Em Altamira, mau cheiro atrai urubus e embrulha estômago de parentes
Policial
Publicado em 31/07/2019
FolhaPressFABIANO MAISONNAVE  

"Olha lá os urubus rodeando", aponta para o céu a telefonista Ketheleen Veiga, 29, enquanto espera a liberação do corpo do irmão, um dos 57 detentos mortos no Centro de Recuperação Regional de Altamira. 

Guardados de forma improvisada em um caminhão frigorífico sob o inclemente sol amazônico, os corpos estão se decompondo em meio à dificuldade para identificar as vítimas. Foram 16 pessoas esquartejadas e 41 carbonizadas. 

Por falta de espaço, os cadáveres estão sendo exumados sob uma tenda improvisada e sem refrigeração no pátio do Centro de Perícias Científicas Renato Chaves, o equivalente paraense do IML, sob gestão estadual.

O mau cheiro vem principalmente quando os peritos abrem a porta do caminhão. Perto do meio-dia, o odor era tão forte que provocou uma debandada das dezenas de parentes concentrados na porta. Alguns vomitaram.
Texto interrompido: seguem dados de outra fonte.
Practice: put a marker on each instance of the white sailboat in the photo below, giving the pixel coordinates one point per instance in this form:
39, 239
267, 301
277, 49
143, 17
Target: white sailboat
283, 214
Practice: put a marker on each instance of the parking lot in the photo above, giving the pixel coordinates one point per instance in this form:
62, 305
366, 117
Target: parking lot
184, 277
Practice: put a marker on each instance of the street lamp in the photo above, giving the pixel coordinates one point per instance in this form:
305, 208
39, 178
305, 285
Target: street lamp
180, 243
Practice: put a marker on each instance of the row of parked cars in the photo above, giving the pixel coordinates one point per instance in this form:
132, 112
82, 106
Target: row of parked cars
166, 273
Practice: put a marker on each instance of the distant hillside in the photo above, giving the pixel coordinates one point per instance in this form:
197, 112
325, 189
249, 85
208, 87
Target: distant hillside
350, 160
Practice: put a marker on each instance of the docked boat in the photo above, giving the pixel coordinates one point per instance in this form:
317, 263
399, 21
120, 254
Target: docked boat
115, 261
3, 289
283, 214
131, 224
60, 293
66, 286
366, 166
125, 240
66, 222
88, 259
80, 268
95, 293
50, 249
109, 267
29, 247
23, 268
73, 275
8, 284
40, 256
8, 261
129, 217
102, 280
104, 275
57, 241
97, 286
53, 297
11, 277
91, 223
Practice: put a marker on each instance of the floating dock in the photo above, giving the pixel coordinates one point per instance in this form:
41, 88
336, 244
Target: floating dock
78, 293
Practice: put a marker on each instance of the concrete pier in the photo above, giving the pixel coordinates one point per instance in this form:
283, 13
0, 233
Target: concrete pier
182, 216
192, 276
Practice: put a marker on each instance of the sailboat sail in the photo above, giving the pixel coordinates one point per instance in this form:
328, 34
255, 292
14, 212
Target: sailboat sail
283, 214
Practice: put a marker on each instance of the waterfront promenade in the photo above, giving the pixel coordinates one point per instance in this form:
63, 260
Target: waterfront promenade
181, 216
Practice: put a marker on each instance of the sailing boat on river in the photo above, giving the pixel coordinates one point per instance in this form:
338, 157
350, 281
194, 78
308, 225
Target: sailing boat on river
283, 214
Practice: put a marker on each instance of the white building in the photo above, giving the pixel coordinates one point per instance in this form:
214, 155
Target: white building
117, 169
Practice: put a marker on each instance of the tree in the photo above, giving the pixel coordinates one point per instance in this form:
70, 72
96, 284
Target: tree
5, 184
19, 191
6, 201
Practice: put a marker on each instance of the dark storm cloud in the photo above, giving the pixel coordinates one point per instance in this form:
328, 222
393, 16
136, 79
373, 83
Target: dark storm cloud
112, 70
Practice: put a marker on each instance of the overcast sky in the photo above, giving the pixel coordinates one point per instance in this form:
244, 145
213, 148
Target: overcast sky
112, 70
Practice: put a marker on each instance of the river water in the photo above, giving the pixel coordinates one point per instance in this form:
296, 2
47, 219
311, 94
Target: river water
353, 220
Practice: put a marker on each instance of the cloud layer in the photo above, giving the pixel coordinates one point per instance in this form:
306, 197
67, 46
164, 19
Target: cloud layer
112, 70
Como paliativo, foram distribuídas máscaras cirúrgicas.

Ao mesmo tempo em que embrulha o estômago de quem espera, o cheiro atraiu três urubus, que pousaram no muro do centro de perícias. 

A vigília é atenuada por uma tenda montada na entrada do prédio e pela Igreja Universal do Reino de Deus, que distribui água, café, cachorro quente e conforto espiritual. Há também um posto de saúde da prefeitura.

O irmão de Veiga é um dos detentos esquartejados. "De manhã, a minha tia entrou para reconhecer a cabeça. Agora, entrou para reconhecer o corpo", disse, por volta das 13h.

Um vídeo gravado com celular mostra o momento da decapitação. Nas imagens, ele aparece vivo e com um pano na boca no momento em que o seu pescoço é cortado.

A família diz que não irá fazer velório por causa do estado do corpo. Outros parentes têm receio de fazer a cerimônia fúnebre com temor de serem atacados por uma das facções rivais.

De acordo com as investigações, as mortes foram provocadas por um ataque do Comando Classe A (CCA), facção local, contra membros do Comando Vermelho (CV), criado no Rio de Janeiro.

Dois peritos disseram à reportagem que o trabalho é lento devido ao estado dos corpos, liberados um a um. Até o meio tarde, apenas quatro corpos haviam sido liberados.

"Pergunta para as vítimas dos que morreram lá", diz Bolsonaro Ao deixar o Palácio da Alvorada na manhã desta terça-feira (30), o presidente Jair Bolsonaro (PSL) não quis responder sobre o massacre.

"Pergunta para as vítimas dos que morreram lá o que eles acham, depois que eles responderem eu respondo a vocês", disse ao entrar no carro. 

Esta foi a primeira vez que o presidente comentou o caso. Uma rebelião deixou 57 mortos em Altamira (PA) nesta segunda-feira (29).

No meio da manhã, o bispo emérito do Xingu, Dom Erwin Krautler, chegou ao prédio do IML. Um dos símbolos na defesa dos direitos humanos na região do Xingu, Dom Erwin confortou as famílias, e criticou a falta de segurança dentro e fora dos presídios em todo o estado. 

"Nossa região é notícia negativa mais uma vez, essa carnificina não poderia ter acontecido, nós não poderíamos ter permitido que a violência, esse descontrole chegasse a esse ponto, eu estou arrasado, as famílias estão destruídas, nossa cidade, nossa região, isso não poderia ter acontecido, até quando?".

Relatório do CNJ mostrou que a unidade tem condições classificadas como "péssimas". Além de superlotada --343 cumpriam pena no local, mais que o dobro da sua capacidade, de 163 vagas--, inspeção do conselho detectou que "o quantitativo de agentes é reduzido frente ao número de internos custodiados".

O CNJ também constatou que a penitenciária não tem bloqueador de celulares, enfermaria, biblioteca, oficinas de trabalho ou salas de aula. 

O Pará, quarto estado mais violento do país, vem registrando o avanço das milícias, fenômeno que só encontra paralelo no Rio. 

Reportagem recente da Folha mostrou que em nenhum outro estado brasileiro organizações criminosas comandadas por policiais e ex-policiais estão tão organizadas, estruturadas e dominam áreas tão vastas. 

Segundo investigações da Polícia Civil e do Ministério Público do estado, os milicianos dominam o transporte alternativo em várias regiões, a venda de gás em diferentes favelas, a oferta de serviços de TV a cabo, a venda e transporte de produtos contrabandeados e serviços de segurança. Além disso, controlam parcela considerável do tráfico de drogas local, rivalizando com as facções criminosas.